He put his little wasted arm about her neck, and drew her frightened face down to his. "Mother, when I go away you will know I am happy— but Jessie has gone away from her poor old granp and granny, and they don't know—they think she is very unhappy and badly treated, and— and, mother, I want you to try and get father to let Jessie go back to them again, they must be so dreadfully sad about her. I often think about them—I can't help it—and it makes me feel so sad." He was silent for a moment. "I wish I could see them," he added dreamily, "that I could tell them how I love her, and how kind she has been to me, and—and that she isn't so very unhappy."
Mrs. Lang had stood staring down at him speechless, stricken suddenly numb and dumb with an awful overwhelming terror.
"Charlie—you—you ain't feeling ill—worse—are you? What's the matter, dear? Why do you talk so? What do you mean by 'when you go away'?" Her lips could scarcely form the last words, for she knew as well as he could tell her. It had come suddenly to her understanding that he was going a long, long journey—and soon; the last journey, from which there was no returning.
With a heart-broken cry she fell on her knees by the bed. "You ain't going, you shan't! Charlie, you shan't go away from me—you must stay with me till I go too—"
"You will come to me, mother, but I shall go first, and I'll tell God all about how you have had to work, and how hard it has been for you, and He will understand—"
"You can't—you mustn't go! Oh, my dear, my dear, don't leave me."
"Oh, mother, I am so tired, and I—I think I want to go, but I want you to come too. You will, won't you, mother?" and he tried again to draw her face down to his.
"I will try," she promised faintly, and then burst into a passion of heart-broken sobs.
A month later, when in the country the hedges were full of primroses and violets, and pure little daisies, Charlie took the last steps of his painful journey, and reached the "rest" for which he craved.

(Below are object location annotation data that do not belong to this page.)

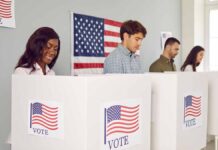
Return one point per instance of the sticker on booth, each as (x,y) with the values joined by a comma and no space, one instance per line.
(46,119)
(121,126)
(192,111)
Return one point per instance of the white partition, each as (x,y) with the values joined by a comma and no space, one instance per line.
(179,111)
(81,109)
(213,103)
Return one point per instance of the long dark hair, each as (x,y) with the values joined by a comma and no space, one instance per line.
(35,45)
(191,58)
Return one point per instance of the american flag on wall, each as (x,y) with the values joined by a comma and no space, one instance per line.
(192,106)
(44,116)
(121,119)
(94,39)
(7,18)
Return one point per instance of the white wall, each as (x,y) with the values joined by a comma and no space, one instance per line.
(193,28)
(155,15)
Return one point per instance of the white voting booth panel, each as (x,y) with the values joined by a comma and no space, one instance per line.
(213,103)
(179,111)
(81,113)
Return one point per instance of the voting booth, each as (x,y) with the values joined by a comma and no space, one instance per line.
(213,105)
(81,113)
(179,111)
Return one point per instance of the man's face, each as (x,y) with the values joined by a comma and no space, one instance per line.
(133,42)
(173,50)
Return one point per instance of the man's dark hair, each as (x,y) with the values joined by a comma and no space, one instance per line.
(191,58)
(171,41)
(132,27)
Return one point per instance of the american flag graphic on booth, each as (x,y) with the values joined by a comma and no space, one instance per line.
(44,116)
(94,39)
(192,106)
(121,119)
(5,9)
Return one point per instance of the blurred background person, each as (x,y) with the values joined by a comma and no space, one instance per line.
(193,59)
(166,60)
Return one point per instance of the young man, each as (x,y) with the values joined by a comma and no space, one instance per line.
(123,59)
(166,62)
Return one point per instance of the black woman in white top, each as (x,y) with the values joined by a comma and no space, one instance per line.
(42,50)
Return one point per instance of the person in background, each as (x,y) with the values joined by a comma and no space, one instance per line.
(193,59)
(42,50)
(124,58)
(166,60)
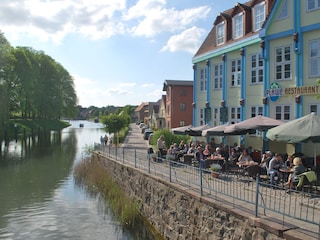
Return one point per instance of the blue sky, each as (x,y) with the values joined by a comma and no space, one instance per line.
(119,52)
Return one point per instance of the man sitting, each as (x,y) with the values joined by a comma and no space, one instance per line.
(275,164)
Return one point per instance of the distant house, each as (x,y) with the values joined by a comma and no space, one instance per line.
(179,98)
(141,112)
(144,112)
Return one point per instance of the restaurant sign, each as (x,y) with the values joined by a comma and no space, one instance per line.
(275,91)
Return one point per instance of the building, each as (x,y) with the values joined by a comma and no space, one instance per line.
(261,57)
(179,98)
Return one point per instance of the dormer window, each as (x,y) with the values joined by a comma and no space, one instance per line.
(259,16)
(238,26)
(313,4)
(220,33)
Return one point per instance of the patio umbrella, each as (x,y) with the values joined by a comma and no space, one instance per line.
(180,130)
(259,122)
(300,130)
(197,131)
(215,131)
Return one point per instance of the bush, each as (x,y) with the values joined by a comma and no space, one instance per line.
(169,138)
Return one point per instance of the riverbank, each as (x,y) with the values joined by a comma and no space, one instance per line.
(28,127)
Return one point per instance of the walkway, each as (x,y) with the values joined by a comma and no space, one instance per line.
(135,140)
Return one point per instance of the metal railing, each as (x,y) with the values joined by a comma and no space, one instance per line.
(252,194)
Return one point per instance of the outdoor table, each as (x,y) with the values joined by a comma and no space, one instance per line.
(213,159)
(243,165)
(188,158)
(246,163)
(286,172)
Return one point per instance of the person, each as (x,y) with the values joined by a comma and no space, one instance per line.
(207,152)
(213,144)
(297,170)
(200,157)
(245,156)
(275,164)
(266,157)
(232,159)
(160,145)
(289,162)
(192,149)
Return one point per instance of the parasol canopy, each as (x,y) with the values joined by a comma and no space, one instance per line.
(259,122)
(180,130)
(196,131)
(300,130)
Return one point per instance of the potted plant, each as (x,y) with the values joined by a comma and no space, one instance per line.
(215,169)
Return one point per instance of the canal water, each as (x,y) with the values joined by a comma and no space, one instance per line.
(38,195)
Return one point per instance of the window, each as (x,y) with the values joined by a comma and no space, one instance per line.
(238,26)
(283,112)
(256,111)
(313,5)
(315,108)
(203,79)
(259,16)
(216,116)
(217,76)
(220,33)
(201,116)
(283,63)
(235,72)
(256,69)
(183,92)
(283,13)
(235,115)
(182,107)
(314,58)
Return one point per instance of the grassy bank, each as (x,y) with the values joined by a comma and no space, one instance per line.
(21,126)
(91,173)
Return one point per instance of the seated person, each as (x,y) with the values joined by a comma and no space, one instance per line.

It was on a Saturday that his brief journey through this life ended, and on the Sunday those whom he had loved—his mother, and Jessie, Miss Patch and Tom Salter—gathered in the little bare, quiet bedroom, with him in the midst of them once more, but so silent now, so very quiet and still.
"I am sure he is with us in spirit, the darling," said Miss Patch softly, as she looked at the worn little face, so peaceful now, and free from the drawn lines of pain they had worn hitherto; and, while they all knelt around his bed, she said a few simple prayers, such as went straight to their sad hearts, and sowed the germs, at least, of comfort there; and while they still knelt, thinking their own sad thoughts, her sweet voice broke softly into song.
"Sleep on, beloved, sleep and take thy rest.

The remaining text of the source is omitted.